# The 5 Biggest Projects Taking on the World's Water Supply



## ChrisZwolle (May 7, 2006)

hoosier said:


> Efficiency and conservation is the solution to the world's water woes.


And to not build huge cities like Phoenix in the desert.


----------



## Huhu (Jun 5, 2004)

ChrisZwolle said:


> And to not build huge cities like Phoenix in the desert.


Las Vegas is worse IMO.


----------



## hoosier (Apr 11, 2007)

ChrisZwolle said:


> And to not build huge cities like Phoenix in the desert.


Exactly. Phoenix's ability to grow was enabled by a MASSIVE public works project which brought water all the way from the Colorado River.

The Colorado River can't supply LA, Las Vegas, Phoenix, and Tuscon. It just doesn't have enough water. It already fails to reach its mouth at the northern tip of the Gulf of California.


----------



## hoosier (Apr 11, 2007)

Sadly, the world's water shortages are going to get MUCH worse because the glaciers that feed many major river systems (Yangtze, Mekong, Ganges, Colorado) are melting and will be completely gone in a few decades due to global warming.

The future is not bright.


----------



## davsot (Dec 27, 2008)

^^^^^^ That's sad and true. I hate the LA Aqueduct Hate it hate it hate it. Thank God they're thinking about recycling waste water (finally!).

Jesus Christ thinking about it... what about Dubai?!?!?!? Does anyone know how they get their water? Is it desalinized?


----------



## hoosier (Apr 11, 2007)

davsot said:


> ^^^^^^ That's sad and true. I hate the LA Aqueduct Hate it hate it hate it. Thank God they're thinking about recycling waste water (finally!).
> 
> Jesus Christ thinking about it... what about Dubai?!?!?!? Does anyone know how they get their water? Is it desalinized?

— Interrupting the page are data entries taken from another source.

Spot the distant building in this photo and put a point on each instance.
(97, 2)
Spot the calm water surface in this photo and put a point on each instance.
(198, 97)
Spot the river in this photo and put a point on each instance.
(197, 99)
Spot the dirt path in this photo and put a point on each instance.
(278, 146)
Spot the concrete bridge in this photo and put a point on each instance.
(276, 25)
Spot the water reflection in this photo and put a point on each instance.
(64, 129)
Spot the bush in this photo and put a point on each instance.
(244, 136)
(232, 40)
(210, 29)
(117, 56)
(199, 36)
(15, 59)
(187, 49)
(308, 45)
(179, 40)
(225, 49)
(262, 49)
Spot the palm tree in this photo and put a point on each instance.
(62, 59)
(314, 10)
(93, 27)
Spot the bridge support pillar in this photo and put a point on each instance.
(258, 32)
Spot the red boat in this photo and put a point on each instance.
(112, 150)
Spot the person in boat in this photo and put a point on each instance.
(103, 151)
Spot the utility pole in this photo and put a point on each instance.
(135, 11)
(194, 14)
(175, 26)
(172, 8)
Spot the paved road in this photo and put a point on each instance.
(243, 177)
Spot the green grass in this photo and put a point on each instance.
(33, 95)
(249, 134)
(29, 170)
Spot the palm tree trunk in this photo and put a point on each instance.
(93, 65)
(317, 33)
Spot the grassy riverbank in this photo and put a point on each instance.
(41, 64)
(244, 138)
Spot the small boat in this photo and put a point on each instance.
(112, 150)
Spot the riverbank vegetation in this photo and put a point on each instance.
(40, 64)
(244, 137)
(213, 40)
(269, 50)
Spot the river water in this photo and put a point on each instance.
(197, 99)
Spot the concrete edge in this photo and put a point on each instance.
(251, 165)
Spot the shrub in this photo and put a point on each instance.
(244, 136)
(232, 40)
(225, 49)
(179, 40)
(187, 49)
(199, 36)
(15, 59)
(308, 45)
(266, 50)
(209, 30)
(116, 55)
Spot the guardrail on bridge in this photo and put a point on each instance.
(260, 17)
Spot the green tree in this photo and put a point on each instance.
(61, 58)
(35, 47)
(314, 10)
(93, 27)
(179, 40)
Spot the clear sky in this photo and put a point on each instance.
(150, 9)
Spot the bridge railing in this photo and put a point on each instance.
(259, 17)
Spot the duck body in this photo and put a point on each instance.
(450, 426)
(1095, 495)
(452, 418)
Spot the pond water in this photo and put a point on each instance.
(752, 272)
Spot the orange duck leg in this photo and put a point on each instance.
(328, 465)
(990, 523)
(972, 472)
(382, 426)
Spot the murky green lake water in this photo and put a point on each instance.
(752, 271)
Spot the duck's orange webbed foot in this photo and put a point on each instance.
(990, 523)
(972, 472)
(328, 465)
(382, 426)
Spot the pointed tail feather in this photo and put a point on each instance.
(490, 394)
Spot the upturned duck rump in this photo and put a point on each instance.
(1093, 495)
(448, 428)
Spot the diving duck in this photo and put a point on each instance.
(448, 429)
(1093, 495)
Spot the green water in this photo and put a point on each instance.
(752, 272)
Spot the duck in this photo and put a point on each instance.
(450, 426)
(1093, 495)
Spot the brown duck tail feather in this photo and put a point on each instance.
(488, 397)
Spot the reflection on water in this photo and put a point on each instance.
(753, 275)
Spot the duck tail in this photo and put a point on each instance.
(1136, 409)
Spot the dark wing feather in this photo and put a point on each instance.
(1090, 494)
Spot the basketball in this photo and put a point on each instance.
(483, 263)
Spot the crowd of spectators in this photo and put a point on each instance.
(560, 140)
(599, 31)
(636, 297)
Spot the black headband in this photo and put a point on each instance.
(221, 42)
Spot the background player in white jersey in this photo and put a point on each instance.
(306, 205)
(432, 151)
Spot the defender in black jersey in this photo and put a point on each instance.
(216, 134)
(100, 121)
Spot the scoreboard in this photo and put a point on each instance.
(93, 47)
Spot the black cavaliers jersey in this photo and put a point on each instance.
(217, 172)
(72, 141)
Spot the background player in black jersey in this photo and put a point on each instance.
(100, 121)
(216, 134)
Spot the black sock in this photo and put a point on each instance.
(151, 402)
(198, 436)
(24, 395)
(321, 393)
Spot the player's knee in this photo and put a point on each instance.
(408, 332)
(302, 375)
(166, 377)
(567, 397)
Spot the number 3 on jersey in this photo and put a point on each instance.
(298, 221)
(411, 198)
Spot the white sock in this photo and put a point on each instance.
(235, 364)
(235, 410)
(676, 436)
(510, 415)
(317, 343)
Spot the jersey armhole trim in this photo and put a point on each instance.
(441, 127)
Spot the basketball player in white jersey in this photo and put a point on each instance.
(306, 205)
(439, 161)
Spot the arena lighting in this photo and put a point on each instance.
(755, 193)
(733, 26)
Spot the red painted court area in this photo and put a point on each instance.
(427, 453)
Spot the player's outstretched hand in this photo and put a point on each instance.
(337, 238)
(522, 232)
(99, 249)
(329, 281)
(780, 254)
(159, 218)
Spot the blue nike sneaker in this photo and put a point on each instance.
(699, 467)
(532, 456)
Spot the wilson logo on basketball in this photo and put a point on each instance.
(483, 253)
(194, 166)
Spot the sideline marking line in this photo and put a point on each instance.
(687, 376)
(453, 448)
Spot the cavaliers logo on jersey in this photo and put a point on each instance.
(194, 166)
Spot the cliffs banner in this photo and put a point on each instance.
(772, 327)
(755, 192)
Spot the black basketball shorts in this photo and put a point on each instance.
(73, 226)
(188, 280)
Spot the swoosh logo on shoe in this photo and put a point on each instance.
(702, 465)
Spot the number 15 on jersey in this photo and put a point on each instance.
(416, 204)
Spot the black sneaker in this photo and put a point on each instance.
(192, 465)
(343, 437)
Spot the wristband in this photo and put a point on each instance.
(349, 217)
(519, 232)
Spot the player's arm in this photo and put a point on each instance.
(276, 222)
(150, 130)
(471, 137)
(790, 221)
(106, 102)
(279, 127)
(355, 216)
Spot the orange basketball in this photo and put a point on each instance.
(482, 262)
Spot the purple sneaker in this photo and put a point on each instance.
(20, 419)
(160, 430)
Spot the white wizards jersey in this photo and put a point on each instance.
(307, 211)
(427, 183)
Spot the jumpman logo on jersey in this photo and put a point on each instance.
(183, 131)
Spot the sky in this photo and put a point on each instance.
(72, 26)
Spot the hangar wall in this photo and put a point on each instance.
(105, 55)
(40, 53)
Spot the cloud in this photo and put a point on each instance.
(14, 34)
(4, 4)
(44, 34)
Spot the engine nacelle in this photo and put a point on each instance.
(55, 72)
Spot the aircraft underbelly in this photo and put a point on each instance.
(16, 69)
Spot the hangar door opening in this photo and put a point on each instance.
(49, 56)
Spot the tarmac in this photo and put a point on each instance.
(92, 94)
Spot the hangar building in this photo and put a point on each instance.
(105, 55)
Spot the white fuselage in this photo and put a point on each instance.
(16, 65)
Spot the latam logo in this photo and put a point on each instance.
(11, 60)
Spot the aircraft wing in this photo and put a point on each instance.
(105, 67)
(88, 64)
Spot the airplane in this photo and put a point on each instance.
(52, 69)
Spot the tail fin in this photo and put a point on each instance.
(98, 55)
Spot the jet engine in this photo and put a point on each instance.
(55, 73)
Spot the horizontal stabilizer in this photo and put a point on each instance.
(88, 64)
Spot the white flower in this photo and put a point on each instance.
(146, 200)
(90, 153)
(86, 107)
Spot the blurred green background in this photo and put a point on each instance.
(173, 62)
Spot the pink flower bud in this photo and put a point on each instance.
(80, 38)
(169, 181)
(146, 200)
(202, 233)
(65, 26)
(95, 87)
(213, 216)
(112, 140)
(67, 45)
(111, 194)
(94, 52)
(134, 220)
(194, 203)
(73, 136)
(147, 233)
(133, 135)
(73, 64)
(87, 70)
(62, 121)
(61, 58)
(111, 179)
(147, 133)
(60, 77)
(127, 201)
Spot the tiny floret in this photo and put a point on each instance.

Dubai is so rich it can afford to desalinate water, which it does. That is how all the Gulf States get their water, unless they have found some aquifers, which I doubt.


----------



## davsot (Dec 27, 2008)

O ok, so I guess it's okay what they're doing but y'all should know their beaches are really dirty because they do not manage waste properly and a lot of construction materials crop up on beaches, it's not cool.


----------